A Heightened Sense of Detail

It’s rather jarring to read the lines written by Salem’s chatty diarist, the Reverend William Bentley, about his encounter with the Salem artist George Ropes Jr. in 1804: “Paid G. Ropes’ Bill for head of Curwin, Salem, Minister, the painting by him. He is a dumb boy with Corné. Had receipt. $4.00”.  Bentley had commissioned a portrait copy of the Reverend Samuel Curwen from Ropes, who was then an apprentice of the Italian emigré artist Michel Felice Cornè. George Ropes, Jr. (1788-1819), the son of a Salem sea captain (how many times have I written than?) was indeed born deaf and was by all accounts speechless for all of his relatively short life, but Bentley’s notes upon his early death are more telling: Died of consumption, deaf and dumb, a painter, active, acute, circumspect, and esteemed.”  Ropes had to become the primary breadwinner for his family upon his father’s death at sea in 1807 and so he became a practical  painter of signs and such as well as an artist. While all art is evidence for the historian, I’ve always felt that Ropes’ works are more documentary in their detail, particularly two paintings in the collection of the Peabody Essex Museum, Launching of the Ship Fame (1802) and Crowninshield’s Wharf (1806). I’ve shown it here several times, but I can’t post on Ropes without including his masterpiece, Salem Common on Training Day (1808), which is also in the collection of the PEM. Those poplars! I can never see this painting too many times.

ropes-fame

ropes-crowninshield-wharf

salemcommontraininga

George Ropes, Jr.: The Launching of the Ship Fame, Crowninshield’s Wharf, and Salem Common on Training Day, all courtesy of the Peabody Essex Museum.

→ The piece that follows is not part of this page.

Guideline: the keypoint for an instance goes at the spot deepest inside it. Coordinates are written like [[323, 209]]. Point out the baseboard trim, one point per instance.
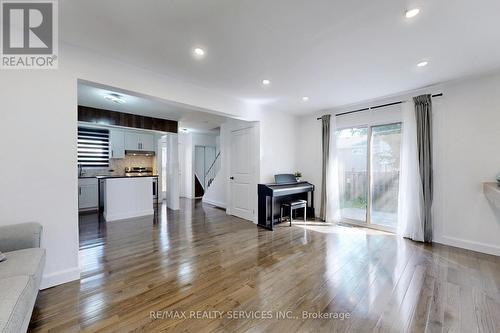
[[214, 203], [469, 245], [54, 279], [115, 217]]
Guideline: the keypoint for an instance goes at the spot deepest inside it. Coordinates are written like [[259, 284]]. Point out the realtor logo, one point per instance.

My favorite story about Ropes comes from the Pickering Genealogythe source of endless interesting anecdotes about Salem people. In another testimony to his skill and eye for detail, it is noted that on one occasion when the parlor in the house of Jarathmeel Peirce was being papered, it was found that there was not enough, and it being imported paper, more could not be obtained. He undertook to finish it by painting, which he did so accurately that it was impossible to tell where his work began or where it ended. A decorating crisis averted!  Ropes is probably best known for his marine paintings, including a lovely “portrait” of George Crowninshield’s famous luxury yacht Cleopatra’s Barge, and several paintings of the USS Constitution in battle during the War of 1812.The US Constitution Museum has a series of four paintings painted by Ropes (after Corné) depicting the famous engagement with the HMS Guerriere in August of 1812 which earned the victorious American ship the nickname of “Old Ironsides”, and at the end of next month, a Ropes painting of the victory of the Constitution over the HMS Java in December of 1812 will be auctioned off at Dan Morphy Auctions in Pennsylvania. Artistic reportage, and some pretty bold titles, from this silent “signmaker”.

ropes-constitution-vs-guerriere

ropes-constitution-vs-java

George Ropes, Jr., the last of the Constitution and Guerriere paintings, USS Constitution Museum Collection; Constitution vs. Java, Morphy Auctions.